For common issues, see docs/troubleshooting.md.
Testing and CI
- Continuous integration: GitHub Actions runs lint, typecheck, unit tests, compile, smoke packaging checks, and VSIX packaging on Ubuntu and macOS (see
.github/workflows/ci.yml).
- Tests:
npm test runs Vitest suites under src/test/unit/ and src/test/e2e/ (compile pipeline and preview-state coverage among others).
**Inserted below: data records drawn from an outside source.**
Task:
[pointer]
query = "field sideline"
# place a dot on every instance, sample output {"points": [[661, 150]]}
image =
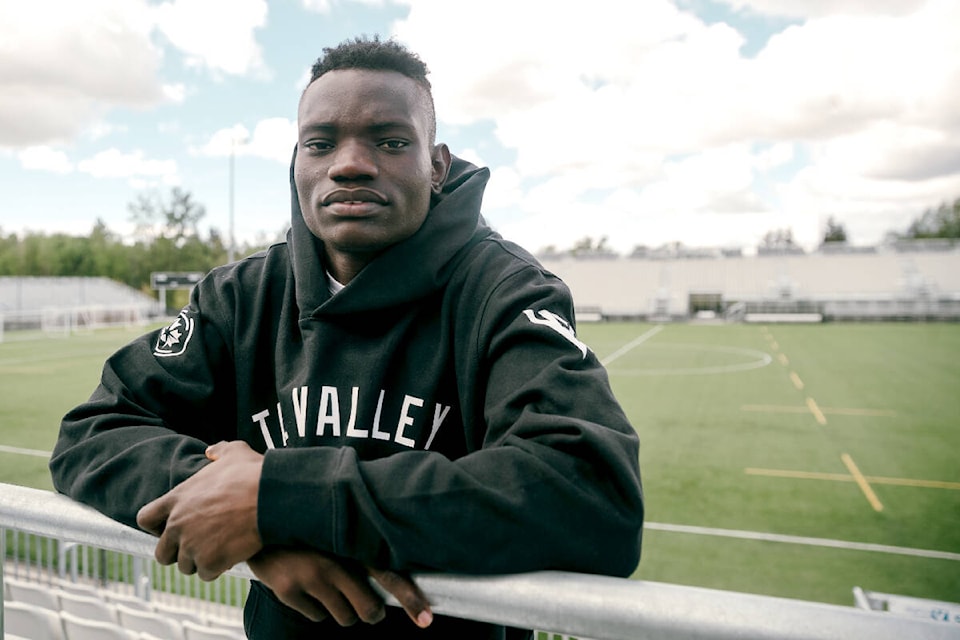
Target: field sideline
{"points": [[788, 460]]}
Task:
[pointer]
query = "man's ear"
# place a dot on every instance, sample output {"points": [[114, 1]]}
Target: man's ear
{"points": [[441, 167]]}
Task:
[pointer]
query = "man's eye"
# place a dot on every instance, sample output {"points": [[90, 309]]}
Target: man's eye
{"points": [[318, 145]]}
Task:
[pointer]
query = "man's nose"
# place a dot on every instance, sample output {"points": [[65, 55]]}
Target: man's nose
{"points": [[353, 160]]}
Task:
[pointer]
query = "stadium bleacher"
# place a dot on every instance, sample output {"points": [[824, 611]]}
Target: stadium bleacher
{"points": [[66, 303], [854, 285], [64, 610]]}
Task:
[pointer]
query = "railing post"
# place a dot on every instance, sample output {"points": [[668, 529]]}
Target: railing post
{"points": [[141, 578], [3, 565]]}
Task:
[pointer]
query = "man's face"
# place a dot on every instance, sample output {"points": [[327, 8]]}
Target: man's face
{"points": [[365, 166]]}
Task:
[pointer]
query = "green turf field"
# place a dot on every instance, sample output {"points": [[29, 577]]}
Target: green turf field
{"points": [[837, 432]]}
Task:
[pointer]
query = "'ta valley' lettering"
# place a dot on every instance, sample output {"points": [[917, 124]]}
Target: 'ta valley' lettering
{"points": [[329, 414]]}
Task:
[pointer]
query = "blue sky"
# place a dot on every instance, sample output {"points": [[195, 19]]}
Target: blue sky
{"points": [[706, 122]]}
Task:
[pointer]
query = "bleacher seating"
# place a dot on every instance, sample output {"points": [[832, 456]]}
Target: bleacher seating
{"points": [[62, 610], [28, 293], [30, 621], [665, 288]]}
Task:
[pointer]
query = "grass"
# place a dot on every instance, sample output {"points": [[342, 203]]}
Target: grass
{"points": [[709, 403]]}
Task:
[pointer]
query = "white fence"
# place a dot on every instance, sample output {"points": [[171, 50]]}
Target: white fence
{"points": [[580, 605]]}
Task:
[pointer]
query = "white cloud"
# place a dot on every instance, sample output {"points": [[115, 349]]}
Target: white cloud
{"points": [[215, 34], [113, 163], [648, 100], [820, 8], [45, 159], [63, 64], [272, 138]]}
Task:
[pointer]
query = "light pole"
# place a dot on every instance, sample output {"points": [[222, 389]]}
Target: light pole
{"points": [[230, 241]]}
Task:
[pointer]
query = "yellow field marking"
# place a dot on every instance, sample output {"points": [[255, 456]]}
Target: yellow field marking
{"points": [[775, 408], [797, 382], [815, 410], [842, 477], [862, 483]]}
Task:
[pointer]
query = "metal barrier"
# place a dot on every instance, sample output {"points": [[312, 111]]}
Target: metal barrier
{"points": [[574, 604]]}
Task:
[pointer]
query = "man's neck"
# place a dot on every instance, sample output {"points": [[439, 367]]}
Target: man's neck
{"points": [[344, 267]]}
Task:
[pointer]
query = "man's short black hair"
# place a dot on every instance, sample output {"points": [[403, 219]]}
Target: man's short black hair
{"points": [[373, 54]]}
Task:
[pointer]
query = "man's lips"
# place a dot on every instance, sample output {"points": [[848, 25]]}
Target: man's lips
{"points": [[354, 197]]}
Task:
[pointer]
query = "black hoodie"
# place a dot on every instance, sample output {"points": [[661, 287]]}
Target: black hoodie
{"points": [[438, 413]]}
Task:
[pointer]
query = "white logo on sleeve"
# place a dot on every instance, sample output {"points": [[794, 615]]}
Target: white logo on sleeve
{"points": [[173, 339], [548, 319]]}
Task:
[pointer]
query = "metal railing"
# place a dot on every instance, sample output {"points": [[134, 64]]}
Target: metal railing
{"points": [[580, 605]]}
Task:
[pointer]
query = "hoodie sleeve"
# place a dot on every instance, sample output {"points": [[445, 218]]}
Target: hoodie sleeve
{"points": [[146, 426], [553, 484]]}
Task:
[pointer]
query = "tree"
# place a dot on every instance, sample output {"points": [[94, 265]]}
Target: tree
{"points": [[778, 241], [835, 232], [175, 220], [942, 222], [587, 246]]}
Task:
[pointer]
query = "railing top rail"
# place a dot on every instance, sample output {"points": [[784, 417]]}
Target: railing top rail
{"points": [[583, 605]]}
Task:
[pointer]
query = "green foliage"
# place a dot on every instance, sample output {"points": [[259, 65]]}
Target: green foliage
{"points": [[835, 232], [167, 239], [942, 222]]}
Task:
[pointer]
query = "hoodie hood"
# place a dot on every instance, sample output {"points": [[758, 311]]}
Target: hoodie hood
{"points": [[407, 271]]}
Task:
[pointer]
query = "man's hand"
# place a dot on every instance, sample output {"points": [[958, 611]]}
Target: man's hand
{"points": [[208, 523], [318, 585]]}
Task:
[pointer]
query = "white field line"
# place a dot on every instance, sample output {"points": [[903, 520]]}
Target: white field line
{"points": [[709, 531], [813, 542], [24, 452], [636, 342]]}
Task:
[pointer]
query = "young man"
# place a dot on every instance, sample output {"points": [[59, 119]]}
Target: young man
{"points": [[395, 388]]}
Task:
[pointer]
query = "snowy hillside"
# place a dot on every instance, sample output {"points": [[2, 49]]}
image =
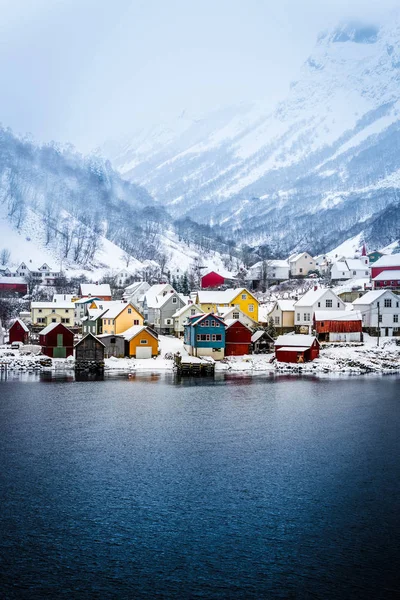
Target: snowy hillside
{"points": [[321, 168]]}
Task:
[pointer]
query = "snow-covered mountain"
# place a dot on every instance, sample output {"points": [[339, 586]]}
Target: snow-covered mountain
{"points": [[322, 167]]}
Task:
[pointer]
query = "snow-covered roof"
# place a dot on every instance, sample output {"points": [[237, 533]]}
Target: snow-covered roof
{"points": [[230, 322], [259, 334], [117, 309], [286, 305], [371, 297], [389, 260], [52, 305], [338, 315], [50, 327], [388, 275], [12, 280], [295, 339], [350, 284], [135, 330], [220, 297], [311, 297], [187, 307], [93, 289], [57, 298], [22, 324]]}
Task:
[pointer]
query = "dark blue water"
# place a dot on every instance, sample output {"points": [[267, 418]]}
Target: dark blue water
{"points": [[236, 488]]}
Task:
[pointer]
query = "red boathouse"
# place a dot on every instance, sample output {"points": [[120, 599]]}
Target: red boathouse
{"points": [[18, 332], [57, 341], [237, 338]]}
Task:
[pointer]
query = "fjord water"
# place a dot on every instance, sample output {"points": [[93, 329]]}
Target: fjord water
{"points": [[227, 488]]}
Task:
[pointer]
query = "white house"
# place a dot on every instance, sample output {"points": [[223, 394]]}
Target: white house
{"points": [[301, 264], [268, 270], [181, 315], [380, 309], [317, 298], [350, 268], [234, 313]]}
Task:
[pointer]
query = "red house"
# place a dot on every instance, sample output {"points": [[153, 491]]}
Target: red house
{"points": [[212, 280], [296, 348], [57, 341], [18, 332], [237, 338]]}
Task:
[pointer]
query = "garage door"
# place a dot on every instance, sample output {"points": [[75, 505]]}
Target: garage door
{"points": [[143, 352]]}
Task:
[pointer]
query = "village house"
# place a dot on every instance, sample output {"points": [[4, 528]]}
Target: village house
{"points": [[182, 314], [315, 299], [338, 325], [120, 317], [301, 264], [212, 279], [135, 292], [282, 315], [44, 313], [18, 332], [95, 290], [350, 268], [350, 290], [261, 342], [296, 348], [237, 338], [13, 286], [237, 297], [232, 312], [141, 342], [266, 272], [89, 348], [380, 311], [205, 336], [114, 345], [161, 307], [385, 272], [57, 341]]}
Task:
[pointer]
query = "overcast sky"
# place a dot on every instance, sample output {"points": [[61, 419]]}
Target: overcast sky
{"points": [[87, 70]]}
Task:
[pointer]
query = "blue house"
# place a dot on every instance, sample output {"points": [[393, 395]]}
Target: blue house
{"points": [[204, 335]]}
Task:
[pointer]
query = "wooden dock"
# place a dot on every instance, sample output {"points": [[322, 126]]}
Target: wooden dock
{"points": [[191, 365]]}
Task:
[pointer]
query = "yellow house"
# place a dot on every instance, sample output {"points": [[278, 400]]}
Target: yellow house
{"points": [[120, 317], [44, 313], [142, 342], [239, 297]]}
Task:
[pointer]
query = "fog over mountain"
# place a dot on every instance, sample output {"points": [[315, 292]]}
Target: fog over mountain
{"points": [[321, 167]]}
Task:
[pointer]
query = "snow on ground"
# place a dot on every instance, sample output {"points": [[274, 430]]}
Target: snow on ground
{"points": [[340, 358]]}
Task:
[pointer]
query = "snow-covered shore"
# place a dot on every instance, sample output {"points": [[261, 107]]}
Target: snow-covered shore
{"points": [[367, 358]]}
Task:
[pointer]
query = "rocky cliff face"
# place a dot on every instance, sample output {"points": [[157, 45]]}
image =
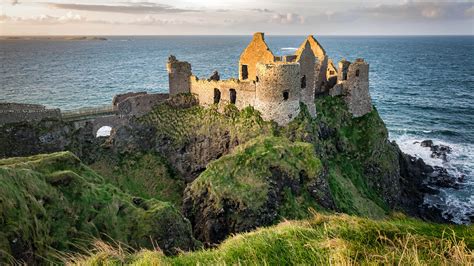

npm run smoke: validates required build outputs, package.json activation metadata, and the runtime manifest shape.
npm run package:check: allowlist/blocklist gate for marketplace contents and release metadata.
npm run test:extension: optional extension-host smoke when the code CLI is available (see docs/release.md).
Security and data-handling detail: docs/security.md.
Development
npm ci
npm run compile
npm test
npm run smoke
npm run test:extension
npm run package:check
npm test: unit and e2e-style tests.
npm run smoke: quick artifact and metadata sanity check.
npm run test:extension: VS Code extension-host smoke test for command registration, Doctor, PDF preview readiness, sidebar shape, and Clean.
npm run package:check: validates marketplace package contents, runtime manifest, activation events, and published settings.
For release details, see docs/release.md.